The school has opened up its remote lab on field-programmable gate arrays (FPGAs) for anyone in the world to attend for free. An FPGA is a programmable integrated circuit with elements such as logic gates, flip-flops, and RAM. FPGAs are used for many applications such as Internet routers, professional video cameras, and driver-assistance technology in cars.

“The lab provides the opportunity for students to perform experiments with real hardware over the Internet such as for designing digital circuits, which can be found in all modern electronic equipment,” Winzker says. 

Students use Verilog and VHDL to describe the function of an image-processing algorithm. With design software, they translate the code for the FPGA circuit. Then they can log into the remote lab, upload the code, and observe how their circuit design works in the FPGA, Winzker says. The remote lab provides interactivity, so students can upload image signals for processing and operate input switches for the FPGA. The result of the image processing is sent back to the students.

The lab is available year-round and supported by lecture videos on YouTube.

The school has partnered on the remote lab with three universities. The Universidad Tecnológica Nacional in Buenos Aires and the Universidad Nacional de San Luis are both in Argentina. The Chernihiv National University of Technology is in Ukraine.

More than 100 students attend from 30 countries including France, Morocco, Sweden, and the United States as well as Argentina and Ukraine, Winzker says. 

“The course offers students an opportunity for international cooperation despite travel restrictions,” he says. “Our students get to interact with people from other countries and practice English language in a work environment. They will need this competence in their professional life.”

LECTURE TOPICS

Winzker says one of the lectures covers using FPGAs in cars for lane detection. Students learn how to program a chip to highlight the transition from dark blacktop to a bright lane-marking line in video obtained from a windshield-mounted camera. 

“This is a real-life application to show that cars really use FPGAs for this task,” he says.

Another talk on signal processing covers image enhancement in a TV set. Students build a digital filter that sharpens the image to make the picture look better.

There’s also a lecture on microelectronics. The students compare two different FPGAs to see the energy consumption of each. Winzker says FPGAs are manufactured with different technologies and those using the newer technology have a higher base level of energy consumption but a smaller increase with circuit activity, which makes computations more efficient.

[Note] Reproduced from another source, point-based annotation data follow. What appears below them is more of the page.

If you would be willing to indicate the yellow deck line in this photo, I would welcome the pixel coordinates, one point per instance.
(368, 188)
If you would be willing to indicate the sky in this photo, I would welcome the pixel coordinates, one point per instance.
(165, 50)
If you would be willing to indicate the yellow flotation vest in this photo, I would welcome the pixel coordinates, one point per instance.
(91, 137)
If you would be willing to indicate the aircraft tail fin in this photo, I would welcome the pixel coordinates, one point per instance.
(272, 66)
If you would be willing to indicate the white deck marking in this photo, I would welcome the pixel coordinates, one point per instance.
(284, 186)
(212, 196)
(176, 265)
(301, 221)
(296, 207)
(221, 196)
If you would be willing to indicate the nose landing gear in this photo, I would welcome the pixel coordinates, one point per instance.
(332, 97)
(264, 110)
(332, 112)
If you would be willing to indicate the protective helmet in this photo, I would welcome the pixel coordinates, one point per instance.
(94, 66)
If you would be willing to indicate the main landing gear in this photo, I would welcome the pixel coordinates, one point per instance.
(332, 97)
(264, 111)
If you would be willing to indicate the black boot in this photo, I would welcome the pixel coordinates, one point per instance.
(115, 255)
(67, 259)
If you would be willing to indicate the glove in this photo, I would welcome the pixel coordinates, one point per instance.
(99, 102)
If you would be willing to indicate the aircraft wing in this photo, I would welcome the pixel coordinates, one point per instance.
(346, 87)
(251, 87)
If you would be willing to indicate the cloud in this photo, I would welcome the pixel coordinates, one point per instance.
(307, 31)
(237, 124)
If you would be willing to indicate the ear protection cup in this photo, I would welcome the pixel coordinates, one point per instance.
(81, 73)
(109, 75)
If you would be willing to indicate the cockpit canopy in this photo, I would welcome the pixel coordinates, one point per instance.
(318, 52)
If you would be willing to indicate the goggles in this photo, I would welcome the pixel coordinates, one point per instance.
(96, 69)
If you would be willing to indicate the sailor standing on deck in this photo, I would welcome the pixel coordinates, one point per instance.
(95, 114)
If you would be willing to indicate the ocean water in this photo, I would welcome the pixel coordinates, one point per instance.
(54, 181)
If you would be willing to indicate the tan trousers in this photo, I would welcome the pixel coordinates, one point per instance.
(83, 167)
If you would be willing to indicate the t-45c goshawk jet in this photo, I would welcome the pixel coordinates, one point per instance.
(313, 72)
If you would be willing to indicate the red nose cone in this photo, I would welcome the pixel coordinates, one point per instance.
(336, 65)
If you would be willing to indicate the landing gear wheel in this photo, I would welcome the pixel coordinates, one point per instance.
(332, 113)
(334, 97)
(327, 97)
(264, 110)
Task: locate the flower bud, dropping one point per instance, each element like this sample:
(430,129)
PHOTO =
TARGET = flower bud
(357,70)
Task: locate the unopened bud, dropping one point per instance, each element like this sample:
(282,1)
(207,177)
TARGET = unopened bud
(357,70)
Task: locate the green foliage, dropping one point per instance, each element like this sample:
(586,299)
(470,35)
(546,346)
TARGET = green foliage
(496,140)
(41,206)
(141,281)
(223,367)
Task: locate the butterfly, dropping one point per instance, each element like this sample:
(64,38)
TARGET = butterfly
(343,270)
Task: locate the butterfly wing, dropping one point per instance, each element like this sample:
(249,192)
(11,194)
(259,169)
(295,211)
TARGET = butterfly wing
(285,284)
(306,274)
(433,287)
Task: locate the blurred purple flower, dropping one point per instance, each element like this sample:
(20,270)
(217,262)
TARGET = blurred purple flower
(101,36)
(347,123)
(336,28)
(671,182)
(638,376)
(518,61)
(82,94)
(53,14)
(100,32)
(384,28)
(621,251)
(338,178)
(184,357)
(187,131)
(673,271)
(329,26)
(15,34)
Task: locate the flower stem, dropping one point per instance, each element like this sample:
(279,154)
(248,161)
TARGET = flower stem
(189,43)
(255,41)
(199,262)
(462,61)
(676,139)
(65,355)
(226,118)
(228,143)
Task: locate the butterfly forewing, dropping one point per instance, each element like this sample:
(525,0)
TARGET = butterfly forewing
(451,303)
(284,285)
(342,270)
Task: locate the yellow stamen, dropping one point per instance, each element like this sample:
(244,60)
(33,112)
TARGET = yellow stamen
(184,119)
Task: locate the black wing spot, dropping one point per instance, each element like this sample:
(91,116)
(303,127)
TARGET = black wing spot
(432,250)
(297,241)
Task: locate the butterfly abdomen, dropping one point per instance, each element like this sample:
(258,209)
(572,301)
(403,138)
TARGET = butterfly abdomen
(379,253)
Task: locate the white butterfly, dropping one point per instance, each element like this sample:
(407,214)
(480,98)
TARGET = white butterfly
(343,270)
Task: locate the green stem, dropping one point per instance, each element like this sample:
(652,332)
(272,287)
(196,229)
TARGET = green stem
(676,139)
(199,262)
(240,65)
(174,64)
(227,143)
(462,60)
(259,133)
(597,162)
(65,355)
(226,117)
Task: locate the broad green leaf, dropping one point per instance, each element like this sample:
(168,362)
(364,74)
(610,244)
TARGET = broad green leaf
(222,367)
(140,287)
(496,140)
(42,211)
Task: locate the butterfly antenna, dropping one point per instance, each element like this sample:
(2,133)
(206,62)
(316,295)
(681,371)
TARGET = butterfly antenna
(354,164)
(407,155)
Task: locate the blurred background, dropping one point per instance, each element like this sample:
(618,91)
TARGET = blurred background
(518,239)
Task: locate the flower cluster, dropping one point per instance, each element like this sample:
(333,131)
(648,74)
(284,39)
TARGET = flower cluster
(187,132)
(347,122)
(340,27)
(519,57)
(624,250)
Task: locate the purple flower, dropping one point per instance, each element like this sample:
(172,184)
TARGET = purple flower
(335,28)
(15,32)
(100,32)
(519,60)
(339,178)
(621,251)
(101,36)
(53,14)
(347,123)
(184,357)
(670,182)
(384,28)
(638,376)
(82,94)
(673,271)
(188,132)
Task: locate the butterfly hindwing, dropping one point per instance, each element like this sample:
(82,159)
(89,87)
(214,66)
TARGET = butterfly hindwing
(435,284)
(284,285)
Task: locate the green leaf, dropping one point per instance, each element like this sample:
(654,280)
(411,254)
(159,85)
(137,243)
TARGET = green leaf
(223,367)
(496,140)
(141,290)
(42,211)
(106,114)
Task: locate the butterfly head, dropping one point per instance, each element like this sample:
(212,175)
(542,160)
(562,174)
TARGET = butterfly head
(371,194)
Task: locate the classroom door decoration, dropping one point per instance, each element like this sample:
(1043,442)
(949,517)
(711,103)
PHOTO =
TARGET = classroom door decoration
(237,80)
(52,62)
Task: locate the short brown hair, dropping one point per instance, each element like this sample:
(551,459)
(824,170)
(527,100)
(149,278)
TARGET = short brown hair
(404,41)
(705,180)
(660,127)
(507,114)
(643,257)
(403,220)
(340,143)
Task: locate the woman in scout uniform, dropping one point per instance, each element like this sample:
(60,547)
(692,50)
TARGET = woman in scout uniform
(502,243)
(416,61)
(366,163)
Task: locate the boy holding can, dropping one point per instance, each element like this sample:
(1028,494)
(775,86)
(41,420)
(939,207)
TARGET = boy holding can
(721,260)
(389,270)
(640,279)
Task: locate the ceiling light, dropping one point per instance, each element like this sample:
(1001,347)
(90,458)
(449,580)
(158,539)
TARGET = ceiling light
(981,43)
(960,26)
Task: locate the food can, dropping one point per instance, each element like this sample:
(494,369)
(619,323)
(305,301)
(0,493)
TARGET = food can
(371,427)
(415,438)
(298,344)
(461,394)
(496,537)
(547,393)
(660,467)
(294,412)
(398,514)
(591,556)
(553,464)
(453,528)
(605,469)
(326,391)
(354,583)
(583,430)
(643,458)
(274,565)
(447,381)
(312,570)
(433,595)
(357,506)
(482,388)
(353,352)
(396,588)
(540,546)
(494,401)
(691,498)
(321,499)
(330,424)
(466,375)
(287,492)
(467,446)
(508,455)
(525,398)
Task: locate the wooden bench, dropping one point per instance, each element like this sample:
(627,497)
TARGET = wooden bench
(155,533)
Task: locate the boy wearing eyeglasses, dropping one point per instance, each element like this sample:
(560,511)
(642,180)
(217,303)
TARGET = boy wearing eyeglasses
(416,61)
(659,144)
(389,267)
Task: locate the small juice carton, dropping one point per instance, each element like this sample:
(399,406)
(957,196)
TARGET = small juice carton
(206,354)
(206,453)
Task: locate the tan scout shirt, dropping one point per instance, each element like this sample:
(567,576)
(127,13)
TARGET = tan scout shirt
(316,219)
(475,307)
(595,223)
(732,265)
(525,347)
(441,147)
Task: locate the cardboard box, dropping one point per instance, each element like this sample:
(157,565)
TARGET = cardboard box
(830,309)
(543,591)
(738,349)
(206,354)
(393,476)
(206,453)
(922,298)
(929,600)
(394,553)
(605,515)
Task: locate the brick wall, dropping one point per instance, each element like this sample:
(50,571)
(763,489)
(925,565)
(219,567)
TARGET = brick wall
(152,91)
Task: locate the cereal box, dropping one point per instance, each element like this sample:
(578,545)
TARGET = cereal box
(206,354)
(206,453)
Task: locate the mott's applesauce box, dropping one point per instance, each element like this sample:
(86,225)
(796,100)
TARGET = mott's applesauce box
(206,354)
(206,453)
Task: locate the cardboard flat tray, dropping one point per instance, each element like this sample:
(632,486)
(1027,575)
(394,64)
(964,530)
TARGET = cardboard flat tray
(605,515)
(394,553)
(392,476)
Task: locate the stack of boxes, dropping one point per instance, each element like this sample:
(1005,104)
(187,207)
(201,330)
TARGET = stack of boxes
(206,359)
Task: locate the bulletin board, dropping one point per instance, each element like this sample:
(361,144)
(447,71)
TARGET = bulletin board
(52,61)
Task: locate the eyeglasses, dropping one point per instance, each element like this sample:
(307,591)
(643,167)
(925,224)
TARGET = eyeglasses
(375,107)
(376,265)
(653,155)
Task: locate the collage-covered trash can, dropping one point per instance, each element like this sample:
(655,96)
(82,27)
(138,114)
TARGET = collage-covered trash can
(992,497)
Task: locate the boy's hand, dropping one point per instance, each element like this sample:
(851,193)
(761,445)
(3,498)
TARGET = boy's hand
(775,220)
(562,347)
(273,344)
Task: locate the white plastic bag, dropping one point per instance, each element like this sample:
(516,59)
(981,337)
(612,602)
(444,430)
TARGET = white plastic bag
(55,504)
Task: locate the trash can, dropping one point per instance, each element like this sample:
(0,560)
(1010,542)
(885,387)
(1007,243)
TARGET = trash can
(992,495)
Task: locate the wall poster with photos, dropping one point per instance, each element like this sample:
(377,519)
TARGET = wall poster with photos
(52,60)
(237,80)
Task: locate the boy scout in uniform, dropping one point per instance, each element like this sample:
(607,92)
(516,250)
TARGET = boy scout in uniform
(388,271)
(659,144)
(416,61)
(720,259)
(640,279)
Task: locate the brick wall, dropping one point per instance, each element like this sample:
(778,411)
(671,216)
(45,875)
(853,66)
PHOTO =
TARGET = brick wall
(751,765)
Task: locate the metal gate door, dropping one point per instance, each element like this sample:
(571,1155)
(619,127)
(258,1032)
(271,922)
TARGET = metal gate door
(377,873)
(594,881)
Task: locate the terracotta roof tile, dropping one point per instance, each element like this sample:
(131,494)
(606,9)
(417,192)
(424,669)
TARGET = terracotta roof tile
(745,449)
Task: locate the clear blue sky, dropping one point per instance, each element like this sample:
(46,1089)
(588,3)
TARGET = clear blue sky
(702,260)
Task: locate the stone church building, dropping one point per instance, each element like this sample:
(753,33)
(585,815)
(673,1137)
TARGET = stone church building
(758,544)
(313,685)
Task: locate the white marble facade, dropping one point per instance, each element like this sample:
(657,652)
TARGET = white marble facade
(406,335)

Several IEEE members are involved with the lab. One of the lecturers is Senior Member Alejandro Furfaro, the director of the Digital Processing Laboratory at the Universidad Tecnológica Nacional

Member Pablo Orduña, the cofounder and CEO of LabsLand, in the San Francisco Bay Area, provides technical support for the lab’s software.

GAINING IN POPULARITY

Before in-person classes at Bonn-Rhein-Sieg were cancelled due to the coronavirus, the remote lab was an optional component of Winzker’s FPGA course and students were asked then how they used it. Winzker says they gave a variety of reasons, including wanting to conduct more experiments on topics they liked and having the ability to repeat experiments they didn’t have time to finish during class. The remote lab also gave students who had family or work obligations the ability to finish their experiments when it was more convenient for them. 

At that time, Winzker also asked them what they thought about a mandatory remote lab. More than half responded that some in-person labs could be replaced by remote labs. 

“Apparently students are happy with this learning setup,” Winzker says.

The lab has become so popular that an additional experiment was added, Winzker says. The next course with online meetings will be held in April 2021.

“We see this lab as a service to the scientific community,” Winzker says. “We benefit from open source projects and this is our contribution to it. We call this approach internationalization at home, and it is part of our university strategy for digital teaching.”